Indeed, the league will carry on through the selfless dedication and tireless energy of hundreds of volunteers. The young players come and go, chasing rainbows on their way to the bright lights of The Show in the Major Leagues. It is the men and women who work passionately year round to provide the stage for these boys of summer. They are committed to their communities and the foundation upon which the league thrives. Cape League Strong.
The league stirs memories for many. A young man has a first date, sitting beyond the outfield fence at Chatham’s Veterans Field. Grandparents, moms, and dads stake out grassy seats in Orleans on a banking down the right field line.

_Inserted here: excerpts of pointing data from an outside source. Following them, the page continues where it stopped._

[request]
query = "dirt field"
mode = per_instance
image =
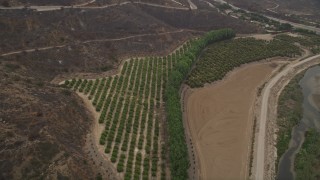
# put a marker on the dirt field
(220, 121)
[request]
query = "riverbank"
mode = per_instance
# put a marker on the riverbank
(220, 119)
(307, 161)
(289, 113)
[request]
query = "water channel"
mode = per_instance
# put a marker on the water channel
(310, 85)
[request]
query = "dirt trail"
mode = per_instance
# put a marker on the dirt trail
(84, 6)
(99, 40)
(220, 120)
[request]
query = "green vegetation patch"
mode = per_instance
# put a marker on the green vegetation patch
(289, 113)
(179, 162)
(307, 161)
(222, 57)
(130, 107)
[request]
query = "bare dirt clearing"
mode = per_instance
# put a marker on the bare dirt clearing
(220, 121)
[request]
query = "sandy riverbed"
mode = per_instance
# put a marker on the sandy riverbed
(220, 121)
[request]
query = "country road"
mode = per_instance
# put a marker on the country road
(98, 40)
(260, 157)
(83, 6)
(296, 25)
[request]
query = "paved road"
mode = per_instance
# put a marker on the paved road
(259, 174)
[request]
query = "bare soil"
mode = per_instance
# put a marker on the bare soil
(220, 119)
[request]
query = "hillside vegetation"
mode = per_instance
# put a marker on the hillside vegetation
(130, 108)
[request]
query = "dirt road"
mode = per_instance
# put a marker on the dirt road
(260, 156)
(83, 6)
(220, 120)
(99, 40)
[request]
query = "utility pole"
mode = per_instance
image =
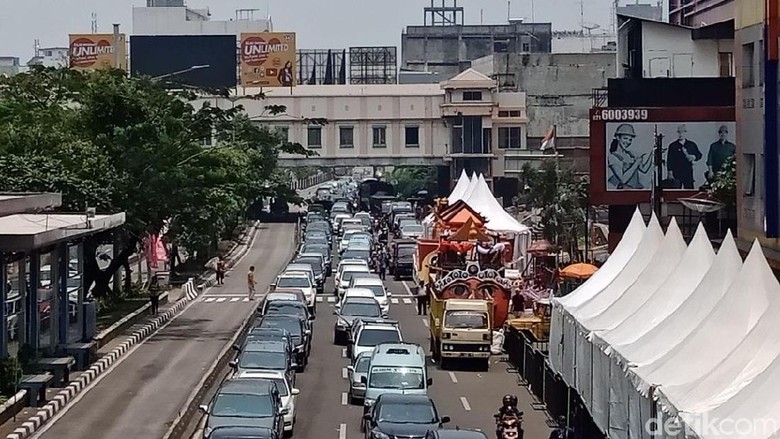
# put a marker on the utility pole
(658, 166)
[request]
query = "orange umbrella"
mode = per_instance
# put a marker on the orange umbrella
(579, 271)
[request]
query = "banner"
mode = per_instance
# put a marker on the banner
(96, 51)
(268, 59)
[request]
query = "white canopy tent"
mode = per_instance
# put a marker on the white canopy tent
(675, 332)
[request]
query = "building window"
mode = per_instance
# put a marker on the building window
(472, 95)
(412, 136)
(748, 70)
(314, 137)
(380, 136)
(346, 137)
(726, 64)
(761, 57)
(749, 186)
(509, 137)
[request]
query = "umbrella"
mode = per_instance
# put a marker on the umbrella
(579, 271)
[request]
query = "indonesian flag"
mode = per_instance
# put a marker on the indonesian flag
(549, 140)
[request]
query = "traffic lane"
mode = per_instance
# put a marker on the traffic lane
(143, 394)
(468, 395)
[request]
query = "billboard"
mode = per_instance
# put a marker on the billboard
(96, 51)
(268, 59)
(695, 142)
(174, 56)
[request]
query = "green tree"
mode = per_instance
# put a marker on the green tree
(116, 143)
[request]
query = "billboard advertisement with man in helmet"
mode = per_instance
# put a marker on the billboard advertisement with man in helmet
(693, 153)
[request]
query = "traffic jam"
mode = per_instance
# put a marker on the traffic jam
(351, 248)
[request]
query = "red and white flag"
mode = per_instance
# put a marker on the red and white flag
(549, 140)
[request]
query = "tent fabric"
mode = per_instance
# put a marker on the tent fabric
(562, 327)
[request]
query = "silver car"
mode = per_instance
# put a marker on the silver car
(357, 371)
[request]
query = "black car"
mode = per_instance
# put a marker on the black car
(407, 416)
(243, 433)
(296, 326)
(245, 403)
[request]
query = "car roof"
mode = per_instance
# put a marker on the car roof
(252, 386)
(406, 399)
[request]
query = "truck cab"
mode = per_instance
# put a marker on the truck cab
(461, 328)
(402, 263)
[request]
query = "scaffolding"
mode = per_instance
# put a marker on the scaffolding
(373, 65)
(313, 65)
(448, 13)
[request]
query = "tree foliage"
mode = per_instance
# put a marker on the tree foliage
(561, 197)
(123, 144)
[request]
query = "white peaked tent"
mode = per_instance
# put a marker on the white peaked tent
(563, 327)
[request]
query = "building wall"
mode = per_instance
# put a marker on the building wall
(669, 51)
(185, 21)
(450, 49)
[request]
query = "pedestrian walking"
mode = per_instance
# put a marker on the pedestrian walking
(419, 291)
(251, 282)
(221, 269)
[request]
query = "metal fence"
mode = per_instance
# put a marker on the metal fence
(529, 359)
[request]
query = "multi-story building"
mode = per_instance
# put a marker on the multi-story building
(697, 13)
(9, 65)
(757, 146)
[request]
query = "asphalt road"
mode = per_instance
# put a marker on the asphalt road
(142, 394)
(470, 398)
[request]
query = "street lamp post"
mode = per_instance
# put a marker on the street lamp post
(180, 72)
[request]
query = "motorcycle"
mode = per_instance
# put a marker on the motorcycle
(510, 427)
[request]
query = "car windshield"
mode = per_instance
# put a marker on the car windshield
(291, 324)
(406, 251)
(373, 337)
(396, 378)
(357, 254)
(357, 309)
(361, 366)
(347, 275)
(263, 360)
(465, 320)
(294, 282)
(243, 406)
(286, 308)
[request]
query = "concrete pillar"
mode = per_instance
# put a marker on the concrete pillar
(33, 320)
(3, 298)
(62, 269)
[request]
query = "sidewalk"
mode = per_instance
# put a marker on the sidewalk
(27, 412)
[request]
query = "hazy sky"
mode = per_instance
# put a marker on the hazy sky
(319, 24)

Kids play catch behind the backstop in Cotuit and chase foul balls for cookies or ice cream in Harwich.
In the aftermath of the decision to cancel the season, the Cape League posted on its Facebook page an opportunity for fans to share “What the CCBL means to you.” There were dozens of responses, including poignant photos of host families with players, their adopted summer sons.
This is the CCBL, where emotional bonds are forged that last a lifetime. This pause in the action will not last forever. If there was a star-spangled anthem of the league, it could well be Bruce Springsteen’s “Land of Hope and Dreams”:
Leave behind your sorrows/Let this day be the last/Tomorrow there’ll be sunshine and all this darkness past.
Casey at the bat went down swinging in that timeless poem, but that’s baseball. No matter. There will be better days. There will be joy again in the Cape League.
The Cape League is ramping up its social media platforms and online postings to keep fans engaged and looking forward to the summer of 2021. Already, the league website (capecodbaseball.org) has links to podcasts with managers and former players. There’s a story on the best first basemen of all-time, including Frank Thomas, who went from Orleans to a 19-year all-star career with the Chicago White Sox and then the Hall of Fame in Cooperstown. The league plans to stream past games of note on its website, Facebook page and YouTube channel throughout the summer. The Cape League Hall of Fame class of 2020 will be announced this summer with the induction ceremony planned for November. The league also has a merchandise store and is selling facemasks with the CCBL logo. Proceeds will benefit small businesses on Cape Cod.